Der 1989 geborene Kläger des zugrunde liegenden Streitfalls, ein Bosnier, reiste 1993 mit seinen Eltern in die Bundesrepublik Deutschland ein. Im Jahr 2015 beantragte er seine Einbürgerung mit der Maßgabe, seine bosnisch-herzegowinische Staatsangehörigkeit nicht aufgeben zu müssen. Diesen Antrag lehnte das Landratsamt Karlsruhe mit der Begründung ab, dass eine Einbürgerung grundsätzlich voraussetze, dass der Ausländer seine bisherige Staatsangehörigkeit aufgebe. Die gesetzlich geregelten Voraussetzungen für eine Ausnahme von diesem Grundsatz lägen nicht vor. Seine nach erfolglosem Widerspruchsverfahren erhobene Klage begründete der Kläger damit, dass er im Sinne der in § 12 Staatsangehörigkeitsgesetz vorgesehenen Ausnahmeregelung seine Staatsangehörigkeit nur unter besonders schwierigen Bedingungen aufgeben könne. Die Aufgabe seiner Staatsangehörigkeit wäre die Vollendung des in den Jahren 1992 bis 1955 erfolgten Genozids an den Bosniern; denn damit verspotte er das dadurch entstandene Leid. Das Recht, seinem Gewissen zu folgen, sei grundrechtlich verbürgt. Im Übrigen würden ihm bei Aufgabe seiner Staatsangehörigkeit Nachteile vermögensrechtlicher Art entstehen; denn Bosnier würden in der Republika Srpska (dem serbisch dominierten Teil von Bosnien und Herzegowina), in der seine Eltern Grundeigentum hätten, diskriminiert. Es bestehe die Gefahr, dass die Republika Srpska aus dem Staat Bosnien und Herzegowina mit der Folge ausscheide, dass bosnischen Staatsangehörigen und Menschen nicht serbischer Herkunft keine Rechte mehr zugestanden würden.

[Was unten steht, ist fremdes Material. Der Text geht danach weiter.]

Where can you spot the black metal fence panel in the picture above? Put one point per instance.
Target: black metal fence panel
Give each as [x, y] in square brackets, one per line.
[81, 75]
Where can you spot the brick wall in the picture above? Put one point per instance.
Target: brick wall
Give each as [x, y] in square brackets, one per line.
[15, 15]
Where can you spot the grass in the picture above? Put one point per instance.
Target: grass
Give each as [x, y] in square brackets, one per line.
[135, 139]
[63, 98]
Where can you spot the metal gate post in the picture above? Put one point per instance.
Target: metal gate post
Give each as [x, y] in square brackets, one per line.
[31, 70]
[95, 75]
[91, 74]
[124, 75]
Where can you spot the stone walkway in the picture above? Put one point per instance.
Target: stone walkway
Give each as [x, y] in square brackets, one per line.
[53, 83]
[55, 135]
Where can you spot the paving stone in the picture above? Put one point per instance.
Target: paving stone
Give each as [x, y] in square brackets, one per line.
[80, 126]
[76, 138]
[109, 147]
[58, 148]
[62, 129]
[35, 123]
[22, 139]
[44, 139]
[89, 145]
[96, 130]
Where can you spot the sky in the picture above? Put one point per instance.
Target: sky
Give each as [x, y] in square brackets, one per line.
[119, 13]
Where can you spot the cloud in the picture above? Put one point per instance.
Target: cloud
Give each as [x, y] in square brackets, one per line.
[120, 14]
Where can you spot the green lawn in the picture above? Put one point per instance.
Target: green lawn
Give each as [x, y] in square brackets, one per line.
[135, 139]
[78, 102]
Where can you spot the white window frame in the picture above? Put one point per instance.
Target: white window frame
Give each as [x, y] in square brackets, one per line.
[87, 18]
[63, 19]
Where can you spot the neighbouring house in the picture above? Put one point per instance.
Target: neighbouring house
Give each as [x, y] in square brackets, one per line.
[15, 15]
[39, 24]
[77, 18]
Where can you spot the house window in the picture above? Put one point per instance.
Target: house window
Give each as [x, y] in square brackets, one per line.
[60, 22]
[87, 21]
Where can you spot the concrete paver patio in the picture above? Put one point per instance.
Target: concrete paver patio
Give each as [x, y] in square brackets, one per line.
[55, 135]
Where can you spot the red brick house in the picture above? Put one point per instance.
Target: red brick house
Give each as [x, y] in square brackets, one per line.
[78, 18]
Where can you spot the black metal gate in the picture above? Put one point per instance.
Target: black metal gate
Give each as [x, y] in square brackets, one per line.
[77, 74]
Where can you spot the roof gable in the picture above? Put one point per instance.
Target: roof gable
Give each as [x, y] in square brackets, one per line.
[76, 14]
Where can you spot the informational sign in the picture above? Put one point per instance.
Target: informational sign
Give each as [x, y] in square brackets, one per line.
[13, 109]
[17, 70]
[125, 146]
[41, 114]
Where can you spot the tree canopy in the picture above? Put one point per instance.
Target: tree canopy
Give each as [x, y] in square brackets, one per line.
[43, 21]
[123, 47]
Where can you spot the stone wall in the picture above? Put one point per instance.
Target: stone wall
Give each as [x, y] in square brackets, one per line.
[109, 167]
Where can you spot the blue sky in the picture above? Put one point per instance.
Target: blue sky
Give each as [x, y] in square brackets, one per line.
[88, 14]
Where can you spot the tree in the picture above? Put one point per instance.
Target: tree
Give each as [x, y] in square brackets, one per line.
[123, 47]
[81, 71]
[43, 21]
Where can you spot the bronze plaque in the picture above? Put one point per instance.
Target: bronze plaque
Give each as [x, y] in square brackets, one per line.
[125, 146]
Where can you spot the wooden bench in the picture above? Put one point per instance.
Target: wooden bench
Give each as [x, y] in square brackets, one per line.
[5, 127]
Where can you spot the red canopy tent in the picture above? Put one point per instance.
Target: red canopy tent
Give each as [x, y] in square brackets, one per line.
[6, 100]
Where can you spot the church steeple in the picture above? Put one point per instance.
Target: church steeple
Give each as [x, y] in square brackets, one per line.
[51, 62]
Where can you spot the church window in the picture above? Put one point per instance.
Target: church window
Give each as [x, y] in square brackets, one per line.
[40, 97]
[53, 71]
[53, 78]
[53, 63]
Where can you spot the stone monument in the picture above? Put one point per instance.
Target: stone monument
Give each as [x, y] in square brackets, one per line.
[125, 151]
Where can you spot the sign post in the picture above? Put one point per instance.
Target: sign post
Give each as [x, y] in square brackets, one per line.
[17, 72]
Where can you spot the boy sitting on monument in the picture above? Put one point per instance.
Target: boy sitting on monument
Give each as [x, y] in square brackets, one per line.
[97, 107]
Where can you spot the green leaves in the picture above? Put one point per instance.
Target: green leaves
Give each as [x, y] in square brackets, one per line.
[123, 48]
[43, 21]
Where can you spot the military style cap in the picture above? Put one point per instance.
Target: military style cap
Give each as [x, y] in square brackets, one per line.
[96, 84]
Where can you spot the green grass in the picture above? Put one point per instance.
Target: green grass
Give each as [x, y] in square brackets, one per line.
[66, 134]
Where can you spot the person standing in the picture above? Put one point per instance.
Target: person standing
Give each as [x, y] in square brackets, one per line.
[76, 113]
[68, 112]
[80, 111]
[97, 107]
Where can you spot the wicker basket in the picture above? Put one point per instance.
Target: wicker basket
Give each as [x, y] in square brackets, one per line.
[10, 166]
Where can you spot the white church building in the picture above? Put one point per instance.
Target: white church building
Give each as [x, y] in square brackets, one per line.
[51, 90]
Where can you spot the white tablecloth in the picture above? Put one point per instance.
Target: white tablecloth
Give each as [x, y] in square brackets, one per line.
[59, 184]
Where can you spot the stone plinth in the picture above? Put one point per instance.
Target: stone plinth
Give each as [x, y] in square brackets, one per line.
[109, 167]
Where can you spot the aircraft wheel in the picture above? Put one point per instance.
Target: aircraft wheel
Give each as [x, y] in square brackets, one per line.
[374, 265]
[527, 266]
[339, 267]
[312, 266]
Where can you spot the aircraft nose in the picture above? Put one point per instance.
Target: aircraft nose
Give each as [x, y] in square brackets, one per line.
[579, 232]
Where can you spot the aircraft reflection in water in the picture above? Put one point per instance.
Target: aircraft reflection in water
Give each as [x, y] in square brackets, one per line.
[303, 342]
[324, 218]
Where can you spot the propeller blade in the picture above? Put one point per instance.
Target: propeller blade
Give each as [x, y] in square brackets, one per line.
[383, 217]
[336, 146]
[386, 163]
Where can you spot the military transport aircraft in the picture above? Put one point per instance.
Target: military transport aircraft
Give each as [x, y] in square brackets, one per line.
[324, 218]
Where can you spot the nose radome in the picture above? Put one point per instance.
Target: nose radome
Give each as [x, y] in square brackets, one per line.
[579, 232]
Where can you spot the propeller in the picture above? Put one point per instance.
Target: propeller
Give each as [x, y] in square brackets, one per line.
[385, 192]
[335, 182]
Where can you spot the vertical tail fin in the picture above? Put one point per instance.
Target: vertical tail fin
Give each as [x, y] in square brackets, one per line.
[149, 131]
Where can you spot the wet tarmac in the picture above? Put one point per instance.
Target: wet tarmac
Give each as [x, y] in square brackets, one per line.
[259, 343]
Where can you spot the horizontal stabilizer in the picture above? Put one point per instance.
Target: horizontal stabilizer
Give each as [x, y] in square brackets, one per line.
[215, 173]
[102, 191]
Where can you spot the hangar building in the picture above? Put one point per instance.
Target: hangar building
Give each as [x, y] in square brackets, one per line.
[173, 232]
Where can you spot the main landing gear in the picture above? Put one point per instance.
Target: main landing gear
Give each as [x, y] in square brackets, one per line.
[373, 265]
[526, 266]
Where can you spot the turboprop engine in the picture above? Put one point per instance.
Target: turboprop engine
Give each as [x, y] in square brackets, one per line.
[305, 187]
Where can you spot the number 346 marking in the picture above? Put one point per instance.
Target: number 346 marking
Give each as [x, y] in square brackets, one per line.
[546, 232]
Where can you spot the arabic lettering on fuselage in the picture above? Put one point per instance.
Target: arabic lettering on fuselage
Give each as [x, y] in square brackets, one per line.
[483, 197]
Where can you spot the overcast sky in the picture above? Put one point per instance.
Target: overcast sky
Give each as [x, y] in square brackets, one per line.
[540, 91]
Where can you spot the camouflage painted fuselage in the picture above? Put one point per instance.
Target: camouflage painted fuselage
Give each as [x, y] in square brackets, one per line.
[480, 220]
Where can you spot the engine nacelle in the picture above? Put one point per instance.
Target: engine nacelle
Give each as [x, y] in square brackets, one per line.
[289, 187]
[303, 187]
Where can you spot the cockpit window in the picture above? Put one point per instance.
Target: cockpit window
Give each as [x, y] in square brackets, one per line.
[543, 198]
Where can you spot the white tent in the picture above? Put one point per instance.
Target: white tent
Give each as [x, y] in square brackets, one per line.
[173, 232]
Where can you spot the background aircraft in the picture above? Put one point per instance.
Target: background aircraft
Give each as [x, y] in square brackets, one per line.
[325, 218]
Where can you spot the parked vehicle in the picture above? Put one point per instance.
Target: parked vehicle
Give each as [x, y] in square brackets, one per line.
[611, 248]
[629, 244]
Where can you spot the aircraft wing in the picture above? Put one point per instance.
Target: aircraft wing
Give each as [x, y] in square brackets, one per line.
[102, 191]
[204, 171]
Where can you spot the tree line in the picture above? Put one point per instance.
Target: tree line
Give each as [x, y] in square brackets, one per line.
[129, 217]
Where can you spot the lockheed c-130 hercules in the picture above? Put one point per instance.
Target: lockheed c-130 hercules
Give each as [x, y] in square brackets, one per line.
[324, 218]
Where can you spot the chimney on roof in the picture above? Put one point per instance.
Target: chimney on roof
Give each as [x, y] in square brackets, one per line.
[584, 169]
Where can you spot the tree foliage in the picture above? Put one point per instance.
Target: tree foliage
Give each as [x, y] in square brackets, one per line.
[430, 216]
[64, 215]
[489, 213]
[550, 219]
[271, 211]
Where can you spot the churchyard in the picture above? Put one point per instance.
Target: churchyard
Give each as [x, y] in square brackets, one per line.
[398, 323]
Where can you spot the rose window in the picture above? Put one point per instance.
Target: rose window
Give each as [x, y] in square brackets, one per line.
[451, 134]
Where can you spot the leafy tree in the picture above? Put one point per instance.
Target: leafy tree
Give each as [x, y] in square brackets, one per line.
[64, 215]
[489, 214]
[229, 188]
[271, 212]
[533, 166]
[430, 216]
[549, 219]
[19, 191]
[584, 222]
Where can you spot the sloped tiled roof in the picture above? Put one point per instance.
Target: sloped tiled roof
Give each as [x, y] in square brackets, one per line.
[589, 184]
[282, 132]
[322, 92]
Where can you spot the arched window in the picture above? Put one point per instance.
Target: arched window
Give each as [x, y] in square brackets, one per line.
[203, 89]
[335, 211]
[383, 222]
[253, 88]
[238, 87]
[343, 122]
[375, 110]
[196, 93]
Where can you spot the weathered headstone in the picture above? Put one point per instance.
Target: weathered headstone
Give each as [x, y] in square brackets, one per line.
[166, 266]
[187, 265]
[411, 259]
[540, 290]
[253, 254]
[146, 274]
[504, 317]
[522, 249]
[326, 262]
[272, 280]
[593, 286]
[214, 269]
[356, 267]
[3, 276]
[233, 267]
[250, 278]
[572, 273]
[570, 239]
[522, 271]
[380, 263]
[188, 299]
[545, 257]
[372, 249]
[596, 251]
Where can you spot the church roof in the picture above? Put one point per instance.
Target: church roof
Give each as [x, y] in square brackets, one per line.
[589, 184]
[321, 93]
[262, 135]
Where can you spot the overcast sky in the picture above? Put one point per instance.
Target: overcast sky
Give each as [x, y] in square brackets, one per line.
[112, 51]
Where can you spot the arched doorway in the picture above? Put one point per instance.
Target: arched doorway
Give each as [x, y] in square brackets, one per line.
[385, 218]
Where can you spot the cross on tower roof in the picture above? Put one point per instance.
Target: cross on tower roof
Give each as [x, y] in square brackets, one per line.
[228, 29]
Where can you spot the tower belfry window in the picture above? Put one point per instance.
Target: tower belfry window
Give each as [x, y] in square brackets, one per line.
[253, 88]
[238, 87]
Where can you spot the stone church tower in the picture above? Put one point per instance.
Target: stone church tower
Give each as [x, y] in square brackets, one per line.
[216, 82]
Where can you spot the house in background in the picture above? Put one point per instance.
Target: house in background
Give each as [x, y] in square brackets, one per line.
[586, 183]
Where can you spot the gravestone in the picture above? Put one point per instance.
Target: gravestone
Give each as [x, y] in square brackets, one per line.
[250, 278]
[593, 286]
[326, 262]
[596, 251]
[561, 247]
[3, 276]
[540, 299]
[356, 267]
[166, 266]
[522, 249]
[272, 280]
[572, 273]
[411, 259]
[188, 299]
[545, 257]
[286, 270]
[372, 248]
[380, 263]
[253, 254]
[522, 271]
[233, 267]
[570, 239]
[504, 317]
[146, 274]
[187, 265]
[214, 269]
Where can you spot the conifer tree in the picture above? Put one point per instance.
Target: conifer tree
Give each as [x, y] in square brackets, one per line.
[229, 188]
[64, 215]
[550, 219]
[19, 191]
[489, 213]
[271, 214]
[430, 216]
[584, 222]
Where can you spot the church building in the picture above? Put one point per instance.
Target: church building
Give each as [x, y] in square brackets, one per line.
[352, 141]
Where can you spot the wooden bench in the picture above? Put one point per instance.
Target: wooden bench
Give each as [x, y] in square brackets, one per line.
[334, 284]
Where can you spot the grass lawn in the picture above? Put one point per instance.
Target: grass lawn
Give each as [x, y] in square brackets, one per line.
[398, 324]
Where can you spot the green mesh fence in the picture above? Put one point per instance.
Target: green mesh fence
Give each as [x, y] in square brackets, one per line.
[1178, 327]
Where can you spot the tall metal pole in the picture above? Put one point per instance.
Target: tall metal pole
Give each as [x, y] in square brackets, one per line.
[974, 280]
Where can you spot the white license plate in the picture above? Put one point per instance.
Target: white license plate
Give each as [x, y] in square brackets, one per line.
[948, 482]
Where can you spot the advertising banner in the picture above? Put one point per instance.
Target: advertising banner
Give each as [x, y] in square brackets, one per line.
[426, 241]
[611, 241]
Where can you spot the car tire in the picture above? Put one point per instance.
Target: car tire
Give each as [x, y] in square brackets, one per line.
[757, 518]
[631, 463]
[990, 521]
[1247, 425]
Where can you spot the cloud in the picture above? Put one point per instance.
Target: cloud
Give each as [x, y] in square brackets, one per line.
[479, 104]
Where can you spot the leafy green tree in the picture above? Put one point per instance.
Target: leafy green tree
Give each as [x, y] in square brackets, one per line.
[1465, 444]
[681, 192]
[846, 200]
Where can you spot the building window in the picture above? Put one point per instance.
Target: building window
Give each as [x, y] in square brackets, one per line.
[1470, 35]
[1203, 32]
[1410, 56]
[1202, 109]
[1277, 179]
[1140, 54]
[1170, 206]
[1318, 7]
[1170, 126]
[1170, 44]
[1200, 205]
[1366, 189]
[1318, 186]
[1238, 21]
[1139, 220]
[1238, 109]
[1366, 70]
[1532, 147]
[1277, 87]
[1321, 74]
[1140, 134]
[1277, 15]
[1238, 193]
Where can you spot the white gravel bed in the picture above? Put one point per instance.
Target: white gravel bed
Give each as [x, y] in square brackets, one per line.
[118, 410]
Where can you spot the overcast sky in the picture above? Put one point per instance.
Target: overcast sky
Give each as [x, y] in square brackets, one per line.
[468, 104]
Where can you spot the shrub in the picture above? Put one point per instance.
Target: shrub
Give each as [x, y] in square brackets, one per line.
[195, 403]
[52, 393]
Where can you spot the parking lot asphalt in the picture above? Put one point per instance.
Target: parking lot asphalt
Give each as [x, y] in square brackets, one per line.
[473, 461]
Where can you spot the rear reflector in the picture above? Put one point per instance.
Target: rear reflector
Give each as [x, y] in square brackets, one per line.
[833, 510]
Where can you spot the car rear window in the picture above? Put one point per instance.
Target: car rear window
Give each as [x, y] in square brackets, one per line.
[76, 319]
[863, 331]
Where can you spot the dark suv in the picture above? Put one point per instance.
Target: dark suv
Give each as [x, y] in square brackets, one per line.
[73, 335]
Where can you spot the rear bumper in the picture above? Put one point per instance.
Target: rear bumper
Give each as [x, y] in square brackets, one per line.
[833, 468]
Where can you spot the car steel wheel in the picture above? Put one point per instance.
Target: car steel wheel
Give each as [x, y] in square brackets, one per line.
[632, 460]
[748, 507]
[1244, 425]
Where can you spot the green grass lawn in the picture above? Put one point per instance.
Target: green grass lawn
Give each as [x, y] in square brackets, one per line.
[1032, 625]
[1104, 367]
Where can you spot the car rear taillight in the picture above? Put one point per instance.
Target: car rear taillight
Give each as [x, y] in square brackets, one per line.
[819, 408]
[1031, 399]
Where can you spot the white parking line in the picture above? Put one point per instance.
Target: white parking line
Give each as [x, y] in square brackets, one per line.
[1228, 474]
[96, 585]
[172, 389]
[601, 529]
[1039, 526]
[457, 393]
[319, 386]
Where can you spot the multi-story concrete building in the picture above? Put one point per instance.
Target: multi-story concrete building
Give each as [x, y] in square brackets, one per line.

Zusammenhang zwischen drohender Diskriminierung durch Republika Srpska und Verlust bosnisch-herzegowinischer Staatsangehörigkeit nicht plausibel dargelegt
Diesem Ausführungen ist das Verwaltungsgericht Karlsruhe nicht gefolgt und führte zur Begründung des klageabweisenden Urteils aus, dass der Kläger keinen Anspruch auf Einbürgerung habe, weil er nicht bereit sei, seine Staatsangehörigkeit aufzugeben. Die gesetzlichen Voraussetzungen für eine Ausnahme von dem Erfordernis der Aufgabe der bisherigen Staatsangehörigkeit lägen nicht vor. Zum einen entstünden dem Kläger durch die Aufgabe der bosnisch-herzegowinischen Staatsangehörigkeit keine erheblichen Nachteile. Zwar könnten Erbrechtsbeschränkungen als ein erheblicher Nachteil anzusehen sein. Dies gelte regelmäßig aber erst nach Eintritt des Erbfalls. Zuvor könne sich der Kläger lediglich auf eine Erwerbschance berufen. Im Übrigen habe er einen Zusammenhang zwischen einer (drohenden) Diskriminierung durch die Republika Srpska und dem Verlust der bosnisch-herzegowinischen Staatsangehörigkeit nicht plausibel dargelegt. Zum anderen rechtfertige der vom Kläger behauptete Gewissenskonflikt keine Ausnahme von dem Erfordernis der Aufgabe der bisherigen Staatsangehörigkeit.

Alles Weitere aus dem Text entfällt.